Alarming numbers: all of a sudden some of the major U.S. companies that have surfed the digital wave in recent years – largely as a reflection of the isolation imposed by the covid-19 pandemic –had announced mass layoffs, which in some cases, represent  a decrease of up to 50% of their current job positions.

However, it would be wrongful to admit that in the United States mass layoffs may take place without previous discussions. Heated debates have arisen among experts concerning the legal impacts and potential lawsuits challenging such layoffs alleging violations of the Worker Adjustment and Restraining Notification Act of 1988 (WARN Act).

The WARN Act is a U.S. federal statute that, in general lines, requires prior communication to employees or unions and other authorities, at least 60 days in advance, for mass layoffs of not less than 50 employees in companies that have more than one hundred employees in a single site.

This termination movement in the United States turned on the yellow light for companies in Brazil and, especially, labor unions, which fear that the wave of layoffs may spread overseas.

The concept of mass layoffs  within the Brazilian legal system was only regulated with the enactment of the Labor Reform (Federal Law No. 13,467/17), which has completely waived the prior authorization of the labor union or the performance of a collective bargaining agreement for this type of termination.

Like other Reform legal issues challenged before Courts, the mandatory collective bargaining for the mass termination of workers was also discussed in the Brazilian Supreme Court (STF). When assessing the theme 638 in the Extraordinary Appeal 999,435, the Court ruled that, in cases of mass layoffs, companies operating in Brazil shall allow a "prior union intervention". If such intervention does not occur, courts may declare null or abusive by the courts.

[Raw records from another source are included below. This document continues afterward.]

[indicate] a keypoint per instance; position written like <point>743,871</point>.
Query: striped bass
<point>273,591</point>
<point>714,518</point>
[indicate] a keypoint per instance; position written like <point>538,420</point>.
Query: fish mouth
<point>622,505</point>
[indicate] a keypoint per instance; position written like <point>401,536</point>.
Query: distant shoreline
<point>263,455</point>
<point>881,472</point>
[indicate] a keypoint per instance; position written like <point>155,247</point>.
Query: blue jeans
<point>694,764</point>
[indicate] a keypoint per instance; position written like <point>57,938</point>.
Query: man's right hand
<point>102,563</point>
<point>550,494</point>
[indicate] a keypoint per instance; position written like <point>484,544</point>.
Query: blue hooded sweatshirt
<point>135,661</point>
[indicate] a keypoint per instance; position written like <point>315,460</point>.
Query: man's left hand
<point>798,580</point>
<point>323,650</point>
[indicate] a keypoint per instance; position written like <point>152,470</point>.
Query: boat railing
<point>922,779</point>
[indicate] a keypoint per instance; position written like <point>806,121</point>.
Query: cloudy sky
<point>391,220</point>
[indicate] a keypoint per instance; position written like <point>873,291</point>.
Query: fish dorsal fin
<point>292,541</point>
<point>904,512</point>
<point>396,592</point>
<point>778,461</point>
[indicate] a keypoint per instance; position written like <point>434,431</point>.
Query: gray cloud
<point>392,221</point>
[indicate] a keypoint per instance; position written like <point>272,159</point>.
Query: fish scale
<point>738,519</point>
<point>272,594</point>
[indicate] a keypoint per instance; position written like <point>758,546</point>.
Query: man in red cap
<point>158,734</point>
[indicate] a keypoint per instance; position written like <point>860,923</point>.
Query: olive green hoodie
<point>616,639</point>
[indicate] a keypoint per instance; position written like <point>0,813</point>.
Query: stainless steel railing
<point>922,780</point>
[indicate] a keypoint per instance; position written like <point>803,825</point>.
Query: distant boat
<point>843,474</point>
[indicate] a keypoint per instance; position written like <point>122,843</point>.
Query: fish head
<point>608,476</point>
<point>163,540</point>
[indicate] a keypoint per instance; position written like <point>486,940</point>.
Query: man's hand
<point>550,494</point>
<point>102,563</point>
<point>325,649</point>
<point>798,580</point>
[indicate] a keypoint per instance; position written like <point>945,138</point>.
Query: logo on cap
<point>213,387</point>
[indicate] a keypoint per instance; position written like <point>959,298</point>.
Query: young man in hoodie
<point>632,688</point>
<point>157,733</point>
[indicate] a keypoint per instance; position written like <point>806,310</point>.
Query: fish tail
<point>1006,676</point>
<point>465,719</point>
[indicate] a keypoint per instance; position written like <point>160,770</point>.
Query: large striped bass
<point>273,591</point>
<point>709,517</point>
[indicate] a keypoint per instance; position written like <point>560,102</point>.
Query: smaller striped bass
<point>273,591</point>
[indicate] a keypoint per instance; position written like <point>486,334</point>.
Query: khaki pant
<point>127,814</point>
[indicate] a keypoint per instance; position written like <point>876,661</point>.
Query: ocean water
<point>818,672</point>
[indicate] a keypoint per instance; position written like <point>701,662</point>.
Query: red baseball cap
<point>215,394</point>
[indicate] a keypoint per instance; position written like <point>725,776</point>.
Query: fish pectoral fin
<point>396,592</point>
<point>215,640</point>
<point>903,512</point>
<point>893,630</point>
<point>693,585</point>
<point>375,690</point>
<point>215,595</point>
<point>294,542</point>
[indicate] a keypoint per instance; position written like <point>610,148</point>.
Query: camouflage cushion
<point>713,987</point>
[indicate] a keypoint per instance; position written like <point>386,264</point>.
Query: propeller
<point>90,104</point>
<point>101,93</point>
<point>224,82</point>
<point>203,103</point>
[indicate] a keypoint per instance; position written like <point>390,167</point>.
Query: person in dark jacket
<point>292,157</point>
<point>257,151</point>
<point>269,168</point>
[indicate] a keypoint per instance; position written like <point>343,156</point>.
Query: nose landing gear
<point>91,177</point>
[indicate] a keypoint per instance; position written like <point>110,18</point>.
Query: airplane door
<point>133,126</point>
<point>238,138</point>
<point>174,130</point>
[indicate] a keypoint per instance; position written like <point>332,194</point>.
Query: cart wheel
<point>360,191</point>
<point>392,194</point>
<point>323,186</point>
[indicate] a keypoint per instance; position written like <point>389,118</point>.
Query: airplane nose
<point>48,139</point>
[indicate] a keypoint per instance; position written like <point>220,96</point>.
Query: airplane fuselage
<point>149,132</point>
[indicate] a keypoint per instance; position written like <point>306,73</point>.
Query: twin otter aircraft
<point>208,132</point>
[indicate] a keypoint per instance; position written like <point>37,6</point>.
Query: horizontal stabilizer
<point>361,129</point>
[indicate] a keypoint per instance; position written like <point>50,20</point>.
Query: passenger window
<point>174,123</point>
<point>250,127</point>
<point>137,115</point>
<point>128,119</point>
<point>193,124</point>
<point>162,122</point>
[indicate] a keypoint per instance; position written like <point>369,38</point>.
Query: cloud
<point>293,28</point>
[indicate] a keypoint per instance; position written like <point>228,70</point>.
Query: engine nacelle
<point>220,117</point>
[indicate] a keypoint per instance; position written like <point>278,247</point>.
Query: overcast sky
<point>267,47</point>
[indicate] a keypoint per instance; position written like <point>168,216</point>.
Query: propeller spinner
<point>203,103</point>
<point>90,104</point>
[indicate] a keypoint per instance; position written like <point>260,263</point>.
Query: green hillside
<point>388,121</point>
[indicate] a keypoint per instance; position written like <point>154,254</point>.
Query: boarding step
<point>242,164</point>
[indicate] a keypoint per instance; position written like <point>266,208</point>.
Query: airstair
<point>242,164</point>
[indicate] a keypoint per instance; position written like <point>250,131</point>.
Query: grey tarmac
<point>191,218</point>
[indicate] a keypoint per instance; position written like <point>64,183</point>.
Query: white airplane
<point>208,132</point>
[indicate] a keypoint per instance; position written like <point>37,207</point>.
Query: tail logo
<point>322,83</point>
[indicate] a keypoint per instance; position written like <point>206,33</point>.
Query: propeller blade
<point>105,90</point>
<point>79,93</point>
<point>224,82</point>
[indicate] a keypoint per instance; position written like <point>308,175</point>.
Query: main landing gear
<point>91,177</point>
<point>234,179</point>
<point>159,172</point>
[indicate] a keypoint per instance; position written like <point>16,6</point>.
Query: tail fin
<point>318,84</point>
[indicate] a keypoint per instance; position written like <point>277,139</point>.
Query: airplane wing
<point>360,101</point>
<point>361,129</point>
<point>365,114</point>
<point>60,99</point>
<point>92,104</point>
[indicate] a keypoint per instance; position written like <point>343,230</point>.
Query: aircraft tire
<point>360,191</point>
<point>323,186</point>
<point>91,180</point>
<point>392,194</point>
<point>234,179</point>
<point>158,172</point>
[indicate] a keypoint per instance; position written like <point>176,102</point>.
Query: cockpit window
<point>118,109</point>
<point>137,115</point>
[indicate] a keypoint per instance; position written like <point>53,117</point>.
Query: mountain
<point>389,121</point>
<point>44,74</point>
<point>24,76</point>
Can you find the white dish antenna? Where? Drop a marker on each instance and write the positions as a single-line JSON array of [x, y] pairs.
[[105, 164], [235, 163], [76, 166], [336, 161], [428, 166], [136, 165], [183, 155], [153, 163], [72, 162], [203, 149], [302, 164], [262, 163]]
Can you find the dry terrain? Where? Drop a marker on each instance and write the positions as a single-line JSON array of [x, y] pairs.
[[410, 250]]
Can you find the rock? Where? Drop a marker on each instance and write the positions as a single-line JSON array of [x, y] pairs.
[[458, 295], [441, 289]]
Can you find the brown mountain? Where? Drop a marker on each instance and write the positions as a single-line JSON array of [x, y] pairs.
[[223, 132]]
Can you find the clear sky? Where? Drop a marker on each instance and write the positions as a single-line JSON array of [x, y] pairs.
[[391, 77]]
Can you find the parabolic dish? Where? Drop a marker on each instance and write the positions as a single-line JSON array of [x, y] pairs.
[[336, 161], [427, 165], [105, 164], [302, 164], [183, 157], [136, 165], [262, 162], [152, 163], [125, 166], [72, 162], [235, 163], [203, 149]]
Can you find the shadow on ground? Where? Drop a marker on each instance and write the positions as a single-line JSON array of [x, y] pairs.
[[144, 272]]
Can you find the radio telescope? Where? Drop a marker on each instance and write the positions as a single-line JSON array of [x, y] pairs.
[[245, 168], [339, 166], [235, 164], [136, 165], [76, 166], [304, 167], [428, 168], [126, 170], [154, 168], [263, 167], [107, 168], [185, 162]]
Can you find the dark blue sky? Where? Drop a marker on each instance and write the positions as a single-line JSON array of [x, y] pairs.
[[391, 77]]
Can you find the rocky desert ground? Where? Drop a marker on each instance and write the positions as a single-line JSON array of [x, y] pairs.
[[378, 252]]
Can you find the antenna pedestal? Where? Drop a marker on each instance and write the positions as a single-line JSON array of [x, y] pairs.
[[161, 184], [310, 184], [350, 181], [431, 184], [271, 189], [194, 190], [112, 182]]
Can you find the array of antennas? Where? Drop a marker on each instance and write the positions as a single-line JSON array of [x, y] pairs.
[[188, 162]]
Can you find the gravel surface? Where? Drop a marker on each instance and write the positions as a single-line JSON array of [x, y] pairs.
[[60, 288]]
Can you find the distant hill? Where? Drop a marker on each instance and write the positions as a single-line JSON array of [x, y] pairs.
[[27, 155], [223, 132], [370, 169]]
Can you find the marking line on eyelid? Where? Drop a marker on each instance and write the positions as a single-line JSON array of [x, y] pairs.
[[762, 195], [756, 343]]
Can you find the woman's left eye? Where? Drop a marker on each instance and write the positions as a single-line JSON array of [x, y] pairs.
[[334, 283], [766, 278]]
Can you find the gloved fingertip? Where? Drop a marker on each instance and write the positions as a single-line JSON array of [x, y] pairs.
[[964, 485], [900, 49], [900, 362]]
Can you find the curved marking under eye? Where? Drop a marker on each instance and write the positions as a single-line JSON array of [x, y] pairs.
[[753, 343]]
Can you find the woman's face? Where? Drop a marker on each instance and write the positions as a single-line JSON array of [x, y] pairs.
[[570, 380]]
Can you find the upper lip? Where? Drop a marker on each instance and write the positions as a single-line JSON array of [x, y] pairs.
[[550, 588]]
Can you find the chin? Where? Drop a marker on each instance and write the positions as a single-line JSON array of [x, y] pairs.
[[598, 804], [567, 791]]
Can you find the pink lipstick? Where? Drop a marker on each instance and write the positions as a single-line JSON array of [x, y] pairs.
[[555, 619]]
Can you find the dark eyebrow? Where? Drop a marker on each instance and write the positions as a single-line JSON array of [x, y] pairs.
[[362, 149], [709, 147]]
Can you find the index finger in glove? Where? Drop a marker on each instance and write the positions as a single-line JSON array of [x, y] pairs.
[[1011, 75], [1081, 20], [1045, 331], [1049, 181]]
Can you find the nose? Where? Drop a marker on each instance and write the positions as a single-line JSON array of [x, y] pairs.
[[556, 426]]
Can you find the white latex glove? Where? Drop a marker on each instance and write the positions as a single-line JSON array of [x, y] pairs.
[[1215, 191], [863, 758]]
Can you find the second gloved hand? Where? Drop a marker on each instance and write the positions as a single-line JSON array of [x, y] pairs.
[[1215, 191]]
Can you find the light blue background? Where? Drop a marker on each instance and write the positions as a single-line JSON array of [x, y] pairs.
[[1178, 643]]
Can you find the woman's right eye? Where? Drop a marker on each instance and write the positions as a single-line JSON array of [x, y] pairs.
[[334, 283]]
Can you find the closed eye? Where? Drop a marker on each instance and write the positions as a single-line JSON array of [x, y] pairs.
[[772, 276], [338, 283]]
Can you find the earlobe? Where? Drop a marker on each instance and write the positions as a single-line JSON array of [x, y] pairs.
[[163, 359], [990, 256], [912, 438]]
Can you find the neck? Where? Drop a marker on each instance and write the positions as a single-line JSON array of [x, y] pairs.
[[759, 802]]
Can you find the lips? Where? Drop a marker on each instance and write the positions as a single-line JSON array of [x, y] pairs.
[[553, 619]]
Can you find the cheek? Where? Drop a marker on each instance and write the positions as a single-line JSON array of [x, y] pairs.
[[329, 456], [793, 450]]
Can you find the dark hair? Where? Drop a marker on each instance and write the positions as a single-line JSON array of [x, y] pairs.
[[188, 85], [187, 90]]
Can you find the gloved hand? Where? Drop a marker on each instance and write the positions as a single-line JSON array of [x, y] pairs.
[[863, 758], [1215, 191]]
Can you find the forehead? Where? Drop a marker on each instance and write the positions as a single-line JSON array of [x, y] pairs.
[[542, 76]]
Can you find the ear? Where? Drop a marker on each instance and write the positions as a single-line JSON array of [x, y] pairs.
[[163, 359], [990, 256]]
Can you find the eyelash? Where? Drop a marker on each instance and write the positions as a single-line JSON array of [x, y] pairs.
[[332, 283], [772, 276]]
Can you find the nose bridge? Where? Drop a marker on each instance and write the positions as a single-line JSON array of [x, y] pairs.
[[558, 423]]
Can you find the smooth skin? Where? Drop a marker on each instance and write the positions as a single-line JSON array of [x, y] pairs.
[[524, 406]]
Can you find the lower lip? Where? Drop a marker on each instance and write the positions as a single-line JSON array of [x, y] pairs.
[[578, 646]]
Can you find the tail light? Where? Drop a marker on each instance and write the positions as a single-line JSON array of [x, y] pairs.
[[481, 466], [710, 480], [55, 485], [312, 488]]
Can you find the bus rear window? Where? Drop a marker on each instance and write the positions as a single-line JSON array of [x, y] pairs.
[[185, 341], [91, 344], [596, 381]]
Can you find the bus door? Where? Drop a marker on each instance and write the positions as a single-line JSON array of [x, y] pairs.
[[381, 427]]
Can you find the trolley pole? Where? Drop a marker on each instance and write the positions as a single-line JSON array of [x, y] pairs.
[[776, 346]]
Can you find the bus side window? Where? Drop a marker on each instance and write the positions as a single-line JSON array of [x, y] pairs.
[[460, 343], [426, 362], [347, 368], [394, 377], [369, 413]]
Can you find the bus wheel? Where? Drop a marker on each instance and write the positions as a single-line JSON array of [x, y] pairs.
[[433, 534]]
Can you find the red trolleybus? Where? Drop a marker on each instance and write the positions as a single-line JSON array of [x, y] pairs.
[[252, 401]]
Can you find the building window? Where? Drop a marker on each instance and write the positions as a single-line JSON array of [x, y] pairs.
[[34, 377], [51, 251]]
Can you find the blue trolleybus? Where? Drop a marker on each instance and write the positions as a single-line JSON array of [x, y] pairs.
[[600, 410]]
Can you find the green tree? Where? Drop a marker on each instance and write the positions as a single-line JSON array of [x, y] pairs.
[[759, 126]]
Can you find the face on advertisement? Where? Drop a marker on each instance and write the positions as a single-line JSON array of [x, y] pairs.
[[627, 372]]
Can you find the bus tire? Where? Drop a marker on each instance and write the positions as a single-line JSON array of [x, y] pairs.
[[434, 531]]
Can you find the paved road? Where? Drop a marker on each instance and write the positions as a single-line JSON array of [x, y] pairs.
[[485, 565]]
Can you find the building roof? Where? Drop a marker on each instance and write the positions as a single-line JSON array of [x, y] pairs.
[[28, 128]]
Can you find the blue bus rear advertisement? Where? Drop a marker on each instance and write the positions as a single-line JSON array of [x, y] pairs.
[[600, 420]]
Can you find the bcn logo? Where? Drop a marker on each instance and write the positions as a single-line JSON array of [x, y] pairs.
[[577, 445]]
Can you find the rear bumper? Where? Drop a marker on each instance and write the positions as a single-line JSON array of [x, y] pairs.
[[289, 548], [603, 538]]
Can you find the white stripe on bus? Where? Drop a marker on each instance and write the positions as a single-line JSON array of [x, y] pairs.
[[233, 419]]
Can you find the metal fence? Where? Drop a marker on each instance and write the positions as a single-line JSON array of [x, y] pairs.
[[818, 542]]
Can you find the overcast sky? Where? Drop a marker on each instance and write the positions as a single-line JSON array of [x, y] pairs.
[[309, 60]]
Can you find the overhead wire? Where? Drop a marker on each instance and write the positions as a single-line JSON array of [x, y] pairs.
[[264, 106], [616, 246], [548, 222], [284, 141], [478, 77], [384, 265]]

But what would be the so-called "prior union intervention" stated by STF’s Justices? Practice shows that the expression refers to the establishment of an effective dialogue between company and union representing the impacted workers, so that the layoff process would affect in a slighter way the group of terminated workers and society.

The STF has not determined that the dialogue and, consequently, the negotiation between the company and the union shall be fruitful. In our view, however, prior labor union intervention presupposes a duty of sincere effort between the parties to achieve a possible consensus or convergence. In case a stalemate happens, the company could proceed with the mass layoffs, regardless of union’s authorization.

In practice, companies sat within Brazilian territory that need to cut many workers should fulfill their duty to formally notify the union, so that they can meet with employees' representatives, aiming at an effective dialogue with the labor entity. This dialogue may be done by submitting proposals and counterproposals duly registered by the parties, capable of leading to a potential consensus or agreement between the interested sides.